A un lado del camino
No logro quitarme la impresión de la mirada, el suspiro -quizá decepcionado- que me produjo encontrarme con las casas dormidas de Santa Fe, un pueblito del estado Sucre, en mi país, Venezuela, que tiene apenas dos calles: una que sube, otra que baja, y algunas transversales, de las que saltan cualquier acto de supervivencia: una licorería, una peluquería, un taller, una venta de trajes de baño y un colegio con, eso sí, su fachada muy bien pintada.
Me habían hablado mucho de Santa Fe, de su playa generosa, de sus posadas, de su gente amable, de su plaza y de la diversión del pueblo por las noches. Me lo habían contado muchas veces y cada vez, me quedaba con ganas de ir y verlo. Voy por la carretera que conecta a Puerto La Cruz, en el estado Anzoátegui, con el estado Sucre. En el camino, lleno de curvas y verde, la montaña crece de un lado y el mar aparece por el otro, como una constante. Dependiendo del tráfico, se puede cubrir la ruta hacia Santa Fe en 50 minutos.
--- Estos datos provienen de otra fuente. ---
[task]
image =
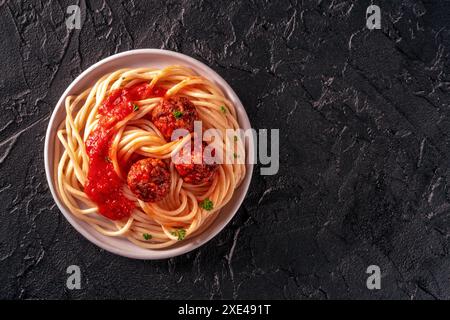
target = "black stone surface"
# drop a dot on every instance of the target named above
(364, 152)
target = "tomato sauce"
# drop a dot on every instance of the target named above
(103, 185)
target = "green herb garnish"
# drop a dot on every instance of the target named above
(207, 204)
(147, 236)
(177, 114)
(179, 233)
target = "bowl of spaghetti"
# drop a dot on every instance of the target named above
(147, 155)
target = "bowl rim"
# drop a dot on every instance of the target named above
(149, 254)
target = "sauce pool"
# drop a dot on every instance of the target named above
(104, 186)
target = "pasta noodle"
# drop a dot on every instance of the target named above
(182, 213)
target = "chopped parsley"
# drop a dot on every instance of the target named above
(177, 114)
(207, 204)
(147, 236)
(179, 233)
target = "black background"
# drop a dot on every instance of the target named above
(364, 144)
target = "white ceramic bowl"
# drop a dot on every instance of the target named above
(133, 59)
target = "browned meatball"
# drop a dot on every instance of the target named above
(149, 179)
(196, 173)
(174, 113)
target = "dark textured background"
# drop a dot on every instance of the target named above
(364, 176)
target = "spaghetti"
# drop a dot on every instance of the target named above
(114, 164)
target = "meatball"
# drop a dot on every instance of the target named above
(149, 179)
(194, 173)
(174, 113)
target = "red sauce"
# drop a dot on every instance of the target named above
(103, 185)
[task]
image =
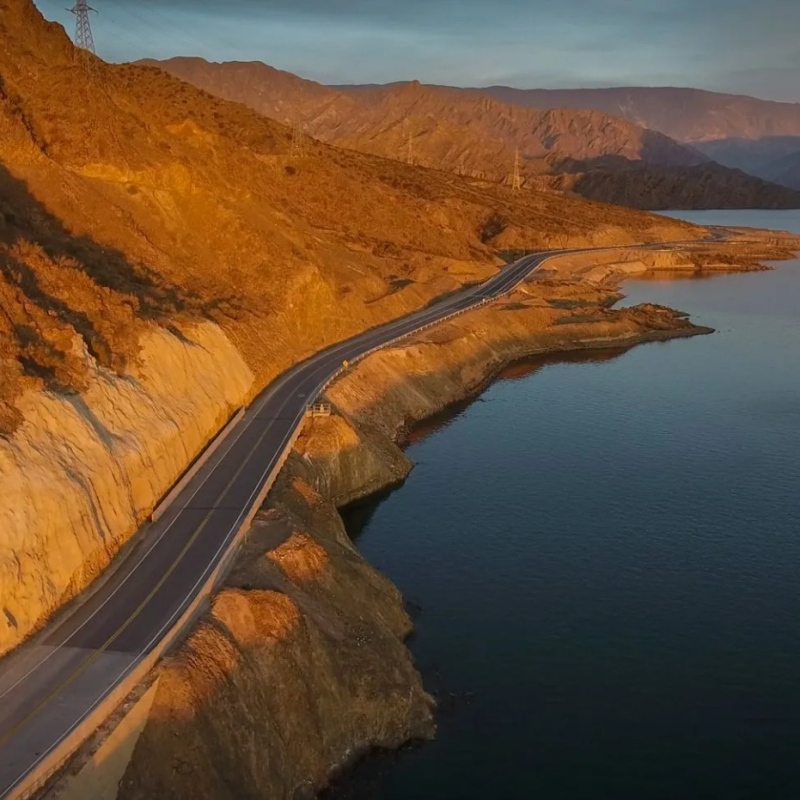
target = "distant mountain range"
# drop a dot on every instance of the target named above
(735, 130)
(478, 133)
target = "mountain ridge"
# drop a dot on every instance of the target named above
(479, 136)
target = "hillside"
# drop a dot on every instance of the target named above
(477, 136)
(686, 115)
(706, 186)
(132, 198)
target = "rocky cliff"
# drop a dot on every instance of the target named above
(163, 255)
(83, 471)
(299, 667)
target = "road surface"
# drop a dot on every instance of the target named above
(50, 686)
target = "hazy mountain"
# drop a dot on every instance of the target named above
(130, 199)
(686, 115)
(785, 171)
(475, 135)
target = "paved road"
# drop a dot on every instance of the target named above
(50, 687)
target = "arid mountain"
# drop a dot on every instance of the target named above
(785, 171)
(477, 136)
(710, 186)
(686, 115)
(381, 120)
(734, 130)
(754, 156)
(130, 200)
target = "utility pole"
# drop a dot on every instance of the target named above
(83, 29)
(298, 140)
(409, 144)
(516, 179)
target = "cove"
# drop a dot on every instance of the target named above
(605, 552)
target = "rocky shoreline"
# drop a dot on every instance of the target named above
(300, 667)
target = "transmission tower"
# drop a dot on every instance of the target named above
(298, 140)
(516, 178)
(83, 29)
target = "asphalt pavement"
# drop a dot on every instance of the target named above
(54, 682)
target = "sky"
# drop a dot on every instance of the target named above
(739, 46)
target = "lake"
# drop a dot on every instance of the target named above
(605, 551)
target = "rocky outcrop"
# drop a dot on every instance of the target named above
(83, 471)
(298, 669)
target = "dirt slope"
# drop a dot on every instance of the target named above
(130, 198)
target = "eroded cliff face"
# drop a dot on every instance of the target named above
(83, 471)
(300, 666)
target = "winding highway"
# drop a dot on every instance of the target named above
(51, 688)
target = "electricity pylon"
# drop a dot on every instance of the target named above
(83, 28)
(409, 143)
(516, 178)
(298, 148)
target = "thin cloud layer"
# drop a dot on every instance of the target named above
(726, 45)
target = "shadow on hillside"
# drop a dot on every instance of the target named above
(24, 218)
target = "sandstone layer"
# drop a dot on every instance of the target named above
(83, 471)
(163, 255)
(299, 667)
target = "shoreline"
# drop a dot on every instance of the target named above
(300, 567)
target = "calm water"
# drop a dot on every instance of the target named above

Mucho antes de llegar, hay un desvío hacia los Altos de Santa Fe, también llamados Altos de Sucre, y desde donde -me cuentan- se tienen unas vistas maravillosas del Parque Nacional Mochima, se come buen pescado y hace frío por las noches. No voy hacia los altos, pero un día antes había leído que fue en esa zona donde por primera vez se cultivó café en el Oriente del país, a finales del siglo XVIII. Tal parece que hoy nadie lo recuerda.
Remar y remar
Un anuncio tímido al borde del camino, deja claro que Santa Fe está en la próxima curva, en una salida de tierra, en una bajada hacia el mar. Uno entra al pueblo sin darse cuenta, sin advertir que esa calle que baja y que guarda en su acera las casas descoloridas, era lo que te habían contado con entusiasmo meses, días y horas atrás. Santa Fe no me gusta a primera vista. La desidia brota de sus dos calles y se pega al cuerpo. Es como un pueblo fantasma, no porque este vacío, sino porque parece no importarles nada de lo que sucede a su alrededor.
Atravieso una de las calles de Santa Fe y el remolino de su mercado a plena mañana de sábado. Un señor compra tabacos con esmero y justo al lado, otro más hábil ata las patas de una gallina viva que está a punto de vender. Al final de ese camino, los pelícanos revolotean y se sabe que hay pescado fresco, que el mar está ahí al lado, con sus lanchas pintando la orilla.
Las casitas a la orilla del mar
Camino descalza por la arena y bordeando toda la playa. Estando ahí entiendo que lo que a todos atrapa de Santa Fe es esa orilla bondadosa, tranquila y limpia, con las montañas al frente, con las posadas -llenas, llenísimas- a escasos pasos del mar, con los restaurantes allí, dispuestos a complacer paladares.
De este lado, Santa Fe se comporta seductora; te invita a darte un baño, a tomar una lancha y dar un paseo, a sentarte en la arena y escuchar cualquier historia. De este lado, el pueblo tiene su mejor cara. Las casas son sencillas y de colores, tan cerca de la orilla que abrir sus puertas es abrirle la puerta al mar. “De este lado uno puede estar tranquilo, la policía pasa caminando y uno se siente seguro. Ya en el pueblo es otra cosa”, me dicen.
Mi almuerzo en Café del Mar (¡Buenísimo!)
Santa Fe no es un pueblo que transmita tranquilidad lejos de su mar. No tiene esa apariencia de cuadro tranquilo en el que nunca pasa nada y se nota en sus calles, en el caminar de su gente que es amable a pesar de tanto. Pero ahí, en su playa, ante el paisaje amplio; uno parece olvidar sus dos calles y sus casas descoloridas por el abandono de su propia gente.
El sabor que me traigo de Santa Fe es el de un pargo frito recién pescado y que me prepararon con esmero en Café del Mar. Me traigo también la intensidad de su lluvia, sus truenos, y la conversación más extraña que he tenido en mucho tiempo: mientras comía se me acercó un personaje al que todos conocen como “el gringo de la montaña”. Cuando me preguntó de qué planeta era yo, le respondí que venía de Marte. Sonrió y quiso cambiarme una flor por un cigarro. Y yo no fumo.